Supreme Court Asked to Ban "Geofencing Warrants"
A civil liberties group is petitioning the Supreme Court to rule that "geofencing warrants" are unconstitutional. The practice, which forces tech companies to hand over data on all devices in a specific area, is argued to violate the Fourth Amendment by sweeping up data from thousands of innocent people.
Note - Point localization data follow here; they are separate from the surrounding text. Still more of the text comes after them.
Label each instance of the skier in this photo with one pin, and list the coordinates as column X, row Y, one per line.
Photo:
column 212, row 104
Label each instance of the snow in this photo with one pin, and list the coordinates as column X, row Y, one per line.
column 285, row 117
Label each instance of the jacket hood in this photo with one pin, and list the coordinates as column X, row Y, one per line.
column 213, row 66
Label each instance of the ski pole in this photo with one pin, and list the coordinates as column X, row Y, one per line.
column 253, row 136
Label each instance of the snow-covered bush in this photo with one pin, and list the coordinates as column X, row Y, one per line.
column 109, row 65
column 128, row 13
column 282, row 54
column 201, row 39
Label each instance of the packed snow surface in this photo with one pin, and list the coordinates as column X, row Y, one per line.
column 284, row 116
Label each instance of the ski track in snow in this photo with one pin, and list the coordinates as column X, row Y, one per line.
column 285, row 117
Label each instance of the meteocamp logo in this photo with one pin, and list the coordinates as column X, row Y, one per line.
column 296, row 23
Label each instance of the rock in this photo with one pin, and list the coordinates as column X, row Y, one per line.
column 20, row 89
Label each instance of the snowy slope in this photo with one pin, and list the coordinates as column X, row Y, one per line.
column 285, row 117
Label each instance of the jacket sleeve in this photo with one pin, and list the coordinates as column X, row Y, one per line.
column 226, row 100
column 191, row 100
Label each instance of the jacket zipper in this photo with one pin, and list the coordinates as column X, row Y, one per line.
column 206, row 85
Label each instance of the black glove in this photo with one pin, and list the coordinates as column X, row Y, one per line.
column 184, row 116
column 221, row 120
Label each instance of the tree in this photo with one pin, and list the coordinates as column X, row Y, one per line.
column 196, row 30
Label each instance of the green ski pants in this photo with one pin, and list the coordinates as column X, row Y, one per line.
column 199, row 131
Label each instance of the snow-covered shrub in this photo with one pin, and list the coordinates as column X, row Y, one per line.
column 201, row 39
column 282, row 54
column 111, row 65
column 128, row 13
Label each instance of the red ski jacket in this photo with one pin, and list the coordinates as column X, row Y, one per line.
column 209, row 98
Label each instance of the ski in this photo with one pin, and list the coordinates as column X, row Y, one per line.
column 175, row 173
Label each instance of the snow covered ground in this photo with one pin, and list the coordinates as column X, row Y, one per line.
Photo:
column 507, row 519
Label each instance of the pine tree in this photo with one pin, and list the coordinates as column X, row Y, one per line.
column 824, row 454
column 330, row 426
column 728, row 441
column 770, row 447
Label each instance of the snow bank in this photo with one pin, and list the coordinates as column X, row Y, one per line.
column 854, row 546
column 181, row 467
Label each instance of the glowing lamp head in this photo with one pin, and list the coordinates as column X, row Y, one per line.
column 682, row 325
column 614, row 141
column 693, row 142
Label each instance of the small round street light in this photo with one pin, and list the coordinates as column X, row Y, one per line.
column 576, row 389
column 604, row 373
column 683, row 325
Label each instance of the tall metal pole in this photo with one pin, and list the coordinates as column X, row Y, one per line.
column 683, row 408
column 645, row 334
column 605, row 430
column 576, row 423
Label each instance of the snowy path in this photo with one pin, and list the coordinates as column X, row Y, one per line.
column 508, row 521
The case before the Supreme Court, *Chatrie v. United States*, stems from a 2019 armed robbery of a credit union in Virginia. After traditional methods failed, police issued a geofence warrant to Google, which led them to Okello Chatrie. The warrant requested data for all devices within a 17.5-acre area around the bank during the time of the crime. Initially, Google provided anonymized data for 19 devices that were near the robbery. Law enforcement then narrowed its focus and requested more detailed movement data and, ultimately, the personal identities of a few users, including Chatrie. This multi-step process, moving from a broad data dump to de-anonymization, is central to the debate over the warrants' constitutionality. The use of these warrants has grown exponentially. In 2018, Google received 982 such warrants; by 2020, that number had surged to 11,554. At their peak, these requests constituted over a quarter of all data demands Google received from U.S. law enforcement. Critics argue geofence warrants are the digital equivalent of unconstitutional "general warrants," which allow indiscriminate searches and were a key motivation for the Fourth Amendment. They contend that by searching everyone in a given area to find a suspect, the practice flips the probable cause requirement on its head—searching first and establishing suspicion later. Beyond bank robberies, geofence warrants have been used to identify individuals at protests, including those following the death of George Floyd and the January 6th Capitol riot, where data from over 5,000 devices was obtained. This has raised concerns about a chilling effect on First Amendment rights to assembly and association. The lower federal courts are currently split on the issue. The Fourth Circuit, in Chatrie's case, ultimately allowed the evidence, with judges offering fractured reasoning. In contrast, the Fifth Circuit has ruled that geofence warrants are categorically unconstitutional, creating the legal conflict that prompts Supreme Court review. In response to growing legal pressure, Google announced a significant policy shift in late 2023. The company is moving location history data from its centralized "Sensorvault" database to be stored locally on users' devices. This change, which includes end-to-end encryption, will make it technologically impossible for Google to comply with broad geofence requests in the future.